Старик скользнул взглядом по столешнице, зацепился за пустой стакан, на миг замер, поднял глаза и посмотрел на сцену. Выражение на лице приняло задумчивый вид. Что-то в танце нового стриптизера заставило старика забыть о прошлом и сосредоточиться на настоящем. Он сощурил глаза, словно пытался лучше разглядеть человека на сцене. Молодой парень, довольно симпатичный, с копной каштановых волос на голове и фигурой молодого бога.
– Вот, – шепнул старик. – Вот тот, кто мне нужен.
Старик привстал, но тут же уселся на стул снова. В груди защемило. На лбу проступила испарина. Старик потянулся рукой за стаканом, но только взяв его в руки, вспомнил, что тот пуст как брюхо нищего. Вернул на столешницу. Взгляд безотрывно следил за парнем на сцене. Правильные, но чуть жестковатые черты лица, волосы длиной по плечи, высокий, на вид не старше тридцати. Но не это заинтересовало старика. Не достоинства фигуры. Не черты лица. Не рост. Взгляд и эмоции на лице. Эмоции, которым старик готов был верить, даже не зная этого человека. Не удивительно, что старик снова вспомнил о девушке из ночного клуба. Похожие эмоции и чувства он видел и на ее лице, в ее глазах. Не было игры, не было имитации, но была жизнь – искренняя, открытая, чувственная.

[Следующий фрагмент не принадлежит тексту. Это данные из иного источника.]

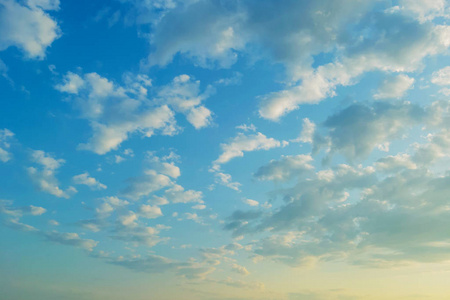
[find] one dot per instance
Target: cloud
(150, 212)
(71, 239)
(250, 202)
(245, 143)
(148, 264)
(44, 177)
(393, 163)
(115, 112)
(358, 129)
(362, 39)
(28, 26)
(441, 77)
(286, 168)
(17, 225)
(394, 87)
(425, 10)
(226, 180)
(379, 51)
(184, 96)
(145, 184)
(177, 194)
(91, 182)
(5, 137)
(358, 215)
(239, 269)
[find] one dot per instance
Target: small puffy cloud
(44, 177)
(17, 225)
(441, 77)
(148, 264)
(71, 239)
(226, 180)
(307, 133)
(108, 206)
(199, 206)
(184, 96)
(143, 185)
(53, 223)
(5, 137)
(91, 182)
(130, 231)
(149, 212)
(250, 202)
(394, 163)
(177, 194)
(286, 168)
(28, 26)
(425, 10)
(394, 87)
(239, 269)
(359, 128)
(17, 212)
(245, 143)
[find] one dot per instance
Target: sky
(224, 149)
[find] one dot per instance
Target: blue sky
(207, 149)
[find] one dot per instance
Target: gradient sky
(224, 149)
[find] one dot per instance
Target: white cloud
(5, 136)
(425, 10)
(245, 143)
(44, 178)
(177, 194)
(441, 77)
(150, 212)
(115, 112)
(250, 202)
(286, 168)
(394, 87)
(359, 128)
(71, 239)
(91, 182)
(226, 180)
(146, 184)
(239, 269)
(394, 163)
(184, 96)
(28, 27)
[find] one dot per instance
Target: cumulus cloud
(71, 239)
(245, 143)
(441, 77)
(425, 10)
(27, 26)
(17, 212)
(394, 87)
(250, 202)
(239, 269)
(358, 129)
(44, 176)
(357, 214)
(362, 39)
(5, 138)
(177, 194)
(286, 168)
(91, 182)
(148, 264)
(184, 96)
(115, 112)
(150, 212)
(143, 185)
(226, 180)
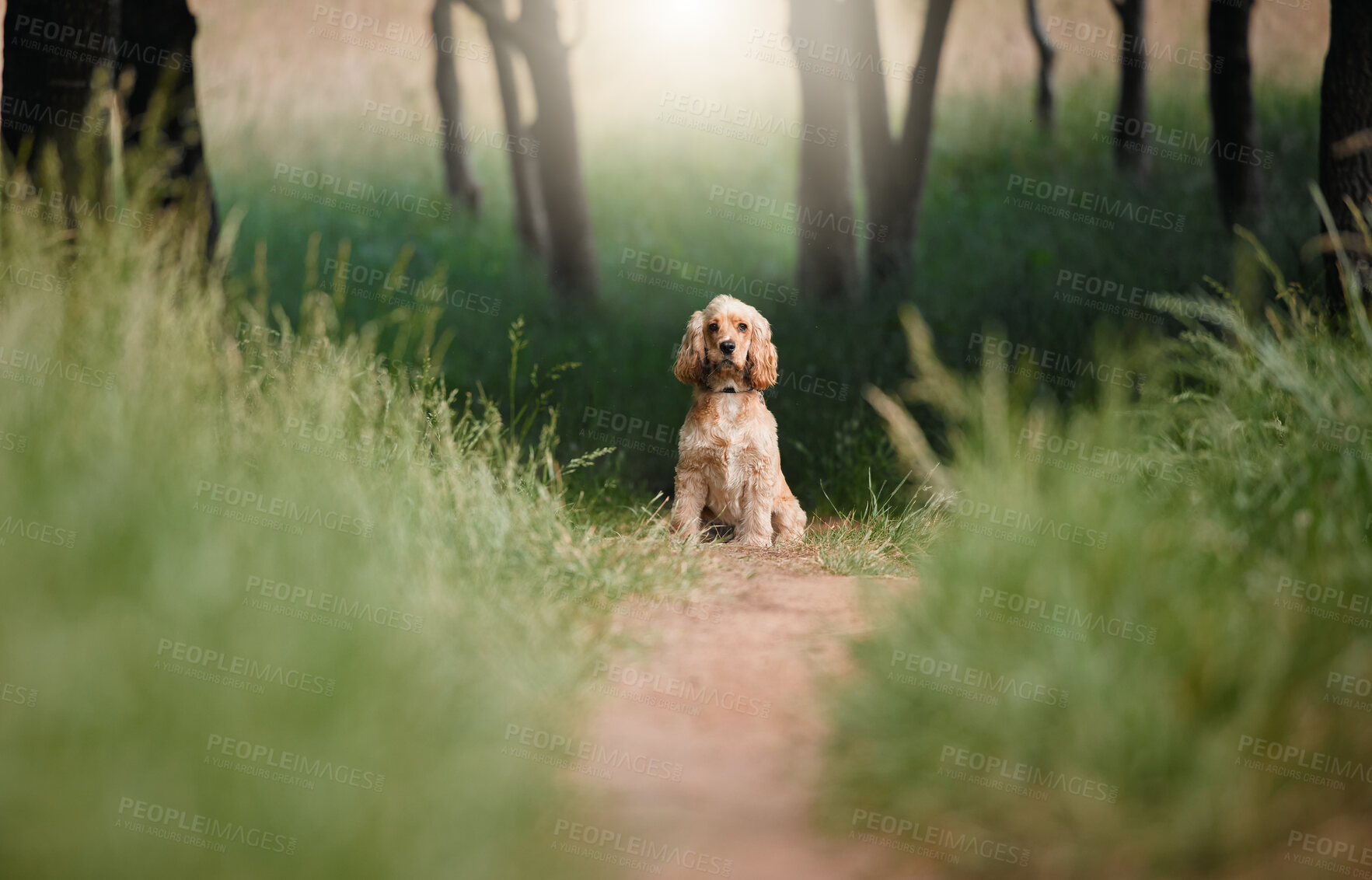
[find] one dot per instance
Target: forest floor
(728, 688)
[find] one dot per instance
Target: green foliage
(1140, 573)
(184, 466)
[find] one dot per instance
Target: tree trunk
(574, 268)
(896, 211)
(457, 164)
(1043, 114)
(1345, 113)
(1234, 118)
(826, 260)
(1133, 93)
(530, 220)
(48, 79)
(162, 106)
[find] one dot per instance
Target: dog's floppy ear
(690, 358)
(762, 356)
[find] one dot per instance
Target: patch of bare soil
(728, 692)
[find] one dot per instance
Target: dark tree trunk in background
(162, 105)
(1235, 125)
(895, 194)
(530, 220)
(1346, 134)
(50, 79)
(826, 261)
(572, 264)
(1133, 87)
(457, 164)
(1043, 107)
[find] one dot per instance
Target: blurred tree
(895, 168)
(47, 84)
(826, 261)
(157, 52)
(457, 164)
(1043, 106)
(51, 82)
(530, 217)
(1346, 136)
(1133, 95)
(572, 264)
(1234, 118)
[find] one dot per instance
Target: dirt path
(764, 632)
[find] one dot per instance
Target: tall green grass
(184, 470)
(979, 261)
(1115, 620)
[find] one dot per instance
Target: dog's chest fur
(726, 437)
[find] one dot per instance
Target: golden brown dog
(730, 464)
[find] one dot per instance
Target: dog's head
(728, 345)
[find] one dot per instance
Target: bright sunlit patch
(689, 17)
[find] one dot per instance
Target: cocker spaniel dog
(729, 470)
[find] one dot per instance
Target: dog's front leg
(755, 529)
(689, 503)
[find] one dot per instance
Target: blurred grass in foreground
(389, 580)
(1140, 641)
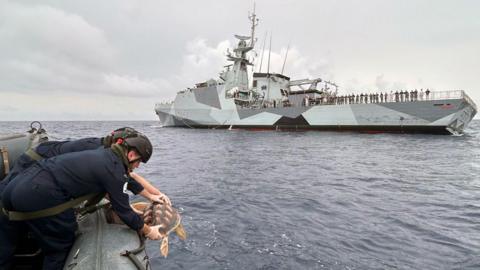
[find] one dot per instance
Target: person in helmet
(137, 184)
(61, 178)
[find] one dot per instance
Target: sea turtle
(166, 217)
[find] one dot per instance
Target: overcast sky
(113, 60)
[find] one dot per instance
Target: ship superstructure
(274, 101)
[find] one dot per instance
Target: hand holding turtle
(161, 198)
(152, 232)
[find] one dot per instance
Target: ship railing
(469, 100)
(390, 98)
(164, 103)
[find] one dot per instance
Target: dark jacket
(55, 148)
(92, 171)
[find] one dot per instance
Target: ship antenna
(269, 52)
(285, 60)
(254, 20)
(263, 50)
(268, 68)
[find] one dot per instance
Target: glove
(107, 141)
(154, 233)
(161, 198)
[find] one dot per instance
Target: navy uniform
(56, 180)
(10, 230)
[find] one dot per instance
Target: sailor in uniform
(57, 180)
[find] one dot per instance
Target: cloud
(46, 50)
(132, 86)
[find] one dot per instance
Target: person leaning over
(137, 184)
(57, 180)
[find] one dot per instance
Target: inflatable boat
(101, 243)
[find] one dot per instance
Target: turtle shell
(161, 214)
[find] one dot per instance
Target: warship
(275, 101)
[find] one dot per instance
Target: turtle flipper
(164, 247)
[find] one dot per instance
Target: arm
(146, 185)
(155, 197)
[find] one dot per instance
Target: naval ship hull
(442, 116)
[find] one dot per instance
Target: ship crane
(301, 83)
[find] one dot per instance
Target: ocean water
(310, 200)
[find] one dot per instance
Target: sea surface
(310, 200)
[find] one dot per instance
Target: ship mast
(254, 20)
(236, 78)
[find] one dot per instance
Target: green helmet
(120, 133)
(141, 144)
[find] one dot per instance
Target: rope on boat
(132, 254)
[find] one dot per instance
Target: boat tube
(101, 243)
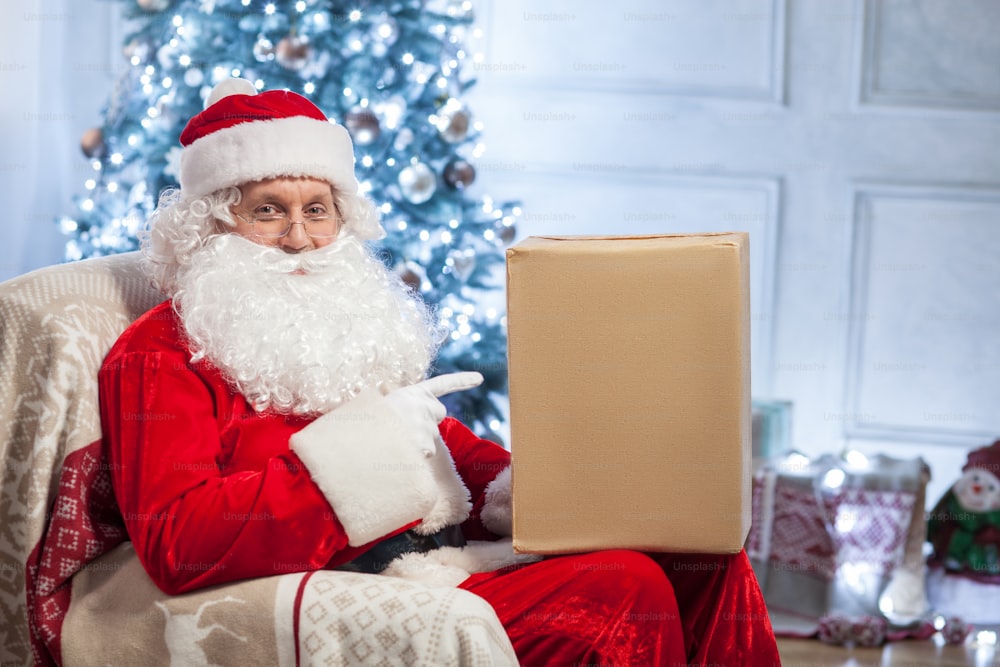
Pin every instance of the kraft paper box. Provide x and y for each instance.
(629, 362)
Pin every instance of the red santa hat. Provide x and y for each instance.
(985, 458)
(243, 136)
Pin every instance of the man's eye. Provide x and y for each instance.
(267, 211)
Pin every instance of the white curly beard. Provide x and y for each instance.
(302, 333)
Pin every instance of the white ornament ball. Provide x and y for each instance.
(153, 5)
(417, 182)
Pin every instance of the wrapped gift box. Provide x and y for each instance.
(629, 361)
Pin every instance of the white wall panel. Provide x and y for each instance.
(932, 53)
(925, 363)
(642, 46)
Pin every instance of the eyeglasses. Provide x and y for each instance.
(276, 225)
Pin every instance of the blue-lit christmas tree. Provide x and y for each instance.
(394, 74)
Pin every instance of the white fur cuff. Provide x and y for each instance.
(363, 459)
(497, 512)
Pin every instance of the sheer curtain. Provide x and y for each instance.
(58, 63)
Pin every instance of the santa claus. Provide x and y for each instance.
(274, 415)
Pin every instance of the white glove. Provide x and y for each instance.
(419, 408)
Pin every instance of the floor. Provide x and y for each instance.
(912, 653)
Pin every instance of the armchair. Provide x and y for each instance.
(71, 588)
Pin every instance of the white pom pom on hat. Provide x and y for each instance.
(231, 86)
(243, 136)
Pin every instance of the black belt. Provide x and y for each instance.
(379, 556)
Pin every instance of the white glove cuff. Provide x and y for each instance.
(363, 458)
(497, 512)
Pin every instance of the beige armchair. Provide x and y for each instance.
(71, 588)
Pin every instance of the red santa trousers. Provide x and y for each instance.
(627, 608)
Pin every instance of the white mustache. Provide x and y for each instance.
(271, 259)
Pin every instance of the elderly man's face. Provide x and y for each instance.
(294, 214)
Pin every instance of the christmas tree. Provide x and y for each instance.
(393, 73)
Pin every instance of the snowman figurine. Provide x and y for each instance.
(964, 527)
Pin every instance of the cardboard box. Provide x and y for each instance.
(629, 362)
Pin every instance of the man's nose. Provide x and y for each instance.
(296, 240)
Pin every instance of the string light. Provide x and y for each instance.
(400, 67)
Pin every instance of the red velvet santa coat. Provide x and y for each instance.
(211, 491)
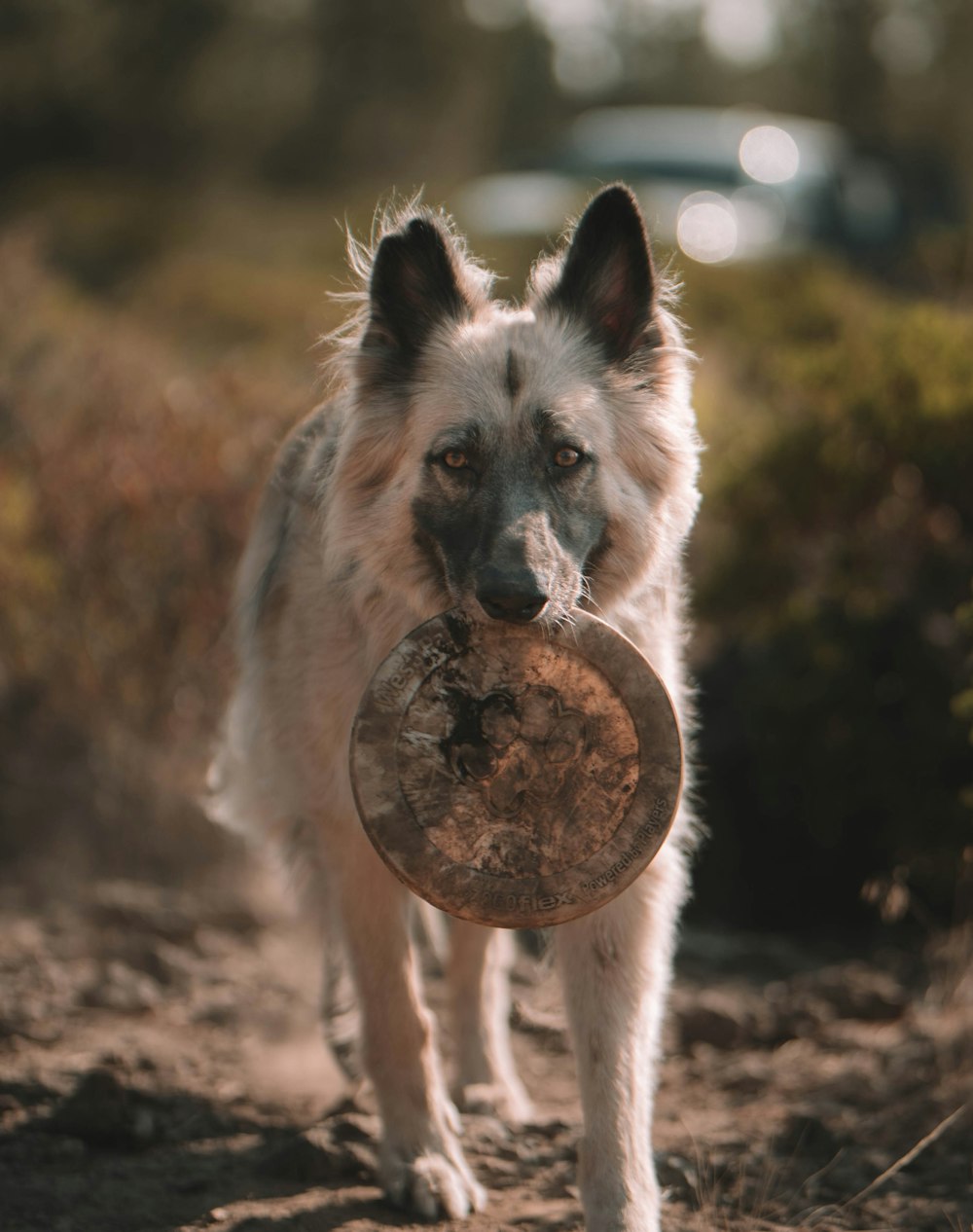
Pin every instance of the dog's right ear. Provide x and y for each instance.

На миг старик засомневался, может ли мужчина обладать такими чувственностью и чувствительностью. В наличии их у женщины он бы ни минуты не сомневался, но у мужчины… Мужчина и чувства – это действительно было чем-то новым, необычным, особенно в мире, где проявление чувств мужчиной осуждается, так как считается слабостью. Но этот парень на сцене нисколько не стыдился своей «слабости», наоборот, ее было много, возможно, даже больше чем требовалось. Для стороннего зрителя, но только не для старика, который в эти минуты выступления стриптизера пытался сравнить его с собой, правда, сорокалетней давности. Тогда он еще был молод, но тоже был нетипичным мужчиной, хотя и скрывал свою нетипичность за маской бесстрастности. Таился, не желая быть осуждаемым другими, обвиненным в слабости. Только вот Мерел ван дер Хост смогла увидеть за этой маской его истинную душу. Старик часто вспоминал об их первом сексе. По всей видимости, именно тогда это и случилось. Как давно это было. Он тогда пришел к ней, влекомый лишь одним желанием. И она удовлетворила его. Он приходил снова и снова, пока не остался с ней навсегда. Мерел потом ему часто говорила, что увидела в нем нечто большее, чем самца, желающего унять сексуальный голод. В глазах других мужчин, которые к ней приходили, она видела лишь похоть, в его же глазах увидела чувственность. Да, да. Именно ее. Качество, всегда считавшееся женским. Он не верил. И не мог поверить, ведь он был мужчиной, существом, для которого признать наличие у себя чувств, означало признать свою слабость. Этот парень перед ним на сцене, успевший уже снять с себя кожаную жилетку-безрукавку, так же, как и он когда-то, будет отрицать наличие у себя чувственности. По всей видимости, он даже не подозревает о ее существовании, не осознает ее. Но старик видел ее. В его движениях. В его взгляде. В эмоциях, проскальзывавших на лице раз за разом.